NN: Stir things up and have fun, too. Just by being myself, I stir things up. What I have learned from DAFA is that a lot of people are sitting home alone mulling over their stuff and not realizing there are others out there thinking the same things. Why not be alone together? Let’s stop putting up barriers between ourselves. People think they just have to put up with the medical system as it is, but that’s not how it has to be. Change is possible. We can make things more real, meaning providers and patients can be more honest with each other. Now it’s like eating wax fruit instead of something nourishing. To me being a “professional” is synonymous with being fake. Doctors need to be respectful, accountable, and treat us well—like the human beings we are. You can’t manipulate people into doing the right thing. They must be “led” to do it [in the spiritual and psychological sense]. I try to model how I want them to treat me by being honest and open with them. That’s how you gain collaboration.
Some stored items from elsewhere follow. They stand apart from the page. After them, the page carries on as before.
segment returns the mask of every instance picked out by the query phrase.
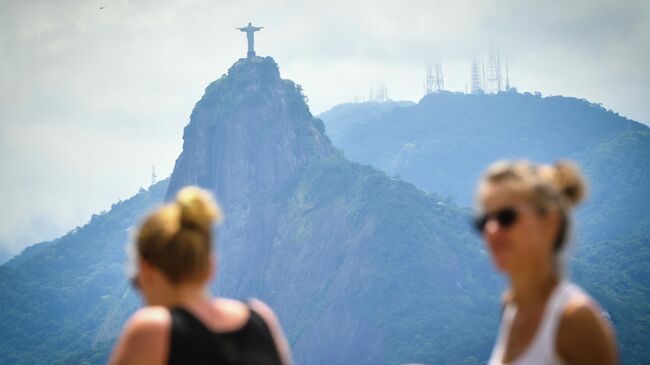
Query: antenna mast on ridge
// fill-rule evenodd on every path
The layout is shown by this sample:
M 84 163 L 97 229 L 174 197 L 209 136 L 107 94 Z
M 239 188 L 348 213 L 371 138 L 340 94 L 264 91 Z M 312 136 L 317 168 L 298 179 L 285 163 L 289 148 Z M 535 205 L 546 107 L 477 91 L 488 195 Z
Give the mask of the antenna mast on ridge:
M 476 56 L 472 59 L 472 94 L 479 94 L 483 92 L 481 87 L 481 72 L 478 68 L 478 60 Z
M 156 166 L 152 165 L 151 166 L 151 185 L 156 185 L 156 182 L 158 182 L 158 177 L 156 176 Z
M 442 65 L 436 64 L 435 89 L 437 92 L 445 90 L 445 81 L 442 78 Z
M 488 49 L 487 75 L 485 75 L 485 91 L 489 93 L 498 93 L 501 91 L 501 57 L 499 55 L 499 46 L 497 45 L 496 54 L 494 46 L 490 42 Z
M 428 95 L 433 92 L 433 70 L 431 65 L 427 65 L 427 77 L 424 79 L 424 95 Z
M 424 80 L 424 95 L 445 90 L 445 80 L 442 75 L 442 65 L 436 64 L 435 73 L 431 65 L 427 65 L 427 76 Z

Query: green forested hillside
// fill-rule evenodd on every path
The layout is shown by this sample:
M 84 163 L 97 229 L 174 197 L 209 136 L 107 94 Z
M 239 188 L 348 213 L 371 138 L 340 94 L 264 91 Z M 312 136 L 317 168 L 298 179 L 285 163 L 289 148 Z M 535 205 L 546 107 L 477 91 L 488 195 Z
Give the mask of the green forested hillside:
M 650 129 L 622 133 L 572 157 L 591 183 L 581 214 L 586 239 L 650 231 Z
M 648 130 L 585 100 L 516 92 L 433 93 L 379 115 L 371 106 L 348 104 L 347 113 L 320 116 L 345 156 L 463 205 L 472 204 L 480 173 L 497 159 L 570 157 L 626 131 Z
M 287 189 L 265 296 L 301 362 L 486 359 L 502 285 L 466 211 L 336 156 Z
M 647 363 L 650 330 L 650 131 L 575 156 L 591 179 L 572 273 L 601 301 L 626 363 Z
M 321 115 L 328 131 L 349 124 L 333 139 L 348 158 L 462 205 L 495 160 L 576 160 L 590 194 L 570 274 L 611 316 L 624 363 L 650 362 L 650 128 L 585 100 L 516 92 L 436 93 L 361 122 L 359 113 Z
M 137 306 L 125 280 L 129 230 L 160 204 L 168 180 L 0 266 L 0 363 L 105 362 Z

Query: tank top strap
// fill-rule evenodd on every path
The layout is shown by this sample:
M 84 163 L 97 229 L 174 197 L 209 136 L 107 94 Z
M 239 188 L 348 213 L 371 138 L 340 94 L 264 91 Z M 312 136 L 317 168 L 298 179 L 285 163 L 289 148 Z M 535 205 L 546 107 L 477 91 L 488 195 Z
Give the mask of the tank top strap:
M 564 363 L 557 353 L 555 340 L 564 309 L 569 300 L 576 295 L 585 294 L 579 287 L 569 282 L 561 281 L 558 283 L 546 302 L 542 318 L 531 343 L 528 344 L 527 349 L 518 358 L 508 365 Z M 501 321 L 499 337 L 490 357 L 490 365 L 503 364 L 502 359 L 506 346 L 505 341 L 509 335 L 516 311 L 515 304 L 506 305 Z
M 542 318 L 542 326 L 540 330 L 544 338 L 548 338 L 552 344 L 555 344 L 555 337 L 557 335 L 558 327 L 560 326 L 560 320 L 564 313 L 564 308 L 566 308 L 569 299 L 577 292 L 577 289 L 574 285 L 569 282 L 561 281 L 558 283 L 557 288 L 553 291 L 553 294 L 546 304 L 547 308 L 544 310 L 544 317 Z
M 488 361 L 489 365 L 498 365 L 501 364 L 501 359 L 503 358 L 503 352 L 506 348 L 506 340 L 508 333 L 510 332 L 510 326 L 512 321 L 515 318 L 517 312 L 516 306 L 511 302 L 506 302 L 503 304 L 501 311 L 501 324 L 499 325 L 499 333 L 497 335 L 496 343 L 492 349 L 492 354 L 490 360 Z
M 532 353 L 537 359 L 546 359 L 544 363 L 561 364 L 557 349 L 555 347 L 557 332 L 560 327 L 562 315 L 567 303 L 576 292 L 579 291 L 574 285 L 561 281 L 551 294 L 540 323 L 539 338 L 533 346 Z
CB: What was growing up like?
NN: I started college at the University of North Carolina in 2004 and lived on campus. It was kind of like a fairy tale because the living conditions were much better than I had ever experienced before. Some students complained because they had to put up with a roommate. They had never lived with seven people in one small bedroom, or in a tent in the middle of a New York winter. People talked about the “freshman 15”: the extra weight students gain because they aren’t living at home and so tend to eat pizza and junk food. For the first time in my life, I had regular access to healthy food. I was also geographically distanced from family drama. It was great.
In 2007, I got sick with Rocky Mountain spotted fever and had to leave school. I lived at a not-so-reputable hotel with my dad. When I was well enough to return to school, I had episodes that looked like seizures. I was made to leave the dorms because my seizure-like episodes were considered a liability. They gave me one week to find a place to live, assuming that I would just go home, that I had a home to go to. Someone at the Chapel Hill Meeting told me about a friend who was looking for a roommate. I stayed with her until I had to withdraw from school again. I kept trying to go back and finish but did not actually graduate until 2016.
Nichole’s chicken soup: one great way to sneak more veggies into her neighbor’s diet (left). Tomatoes in Nichole’s garden (right).
CB: What are your passions and ambitions?
NN: I want to get my chaplain certification because I earned a bachelor’s of divinity from Christian Leaders College. I like to learn, garden, teach, cook, and bake (gluten-free bread of course). I cook for a next-door friend who needs more fruits and veggies in her diet.
CB: Who are your role models and cultural icons?
NN: Patch Adams and his Gesundheit! Institute, and John Greenleaf Whittier’s poems. The movie Martian Child is about how parents should raise children with disabilities; the Oscar-winning A Beautiful Mind; psychologist Tony Attwood is good on autism; and the movie Pollyanna is good on disability in general (I love the actress Hayley Mills). JJ Heller’s music is great; she’s a Christian artist who writes songs for her two daughters. They aren’t specifically about disability, but they are filled with Light. They are about how to look up rather than down when you’re struggling.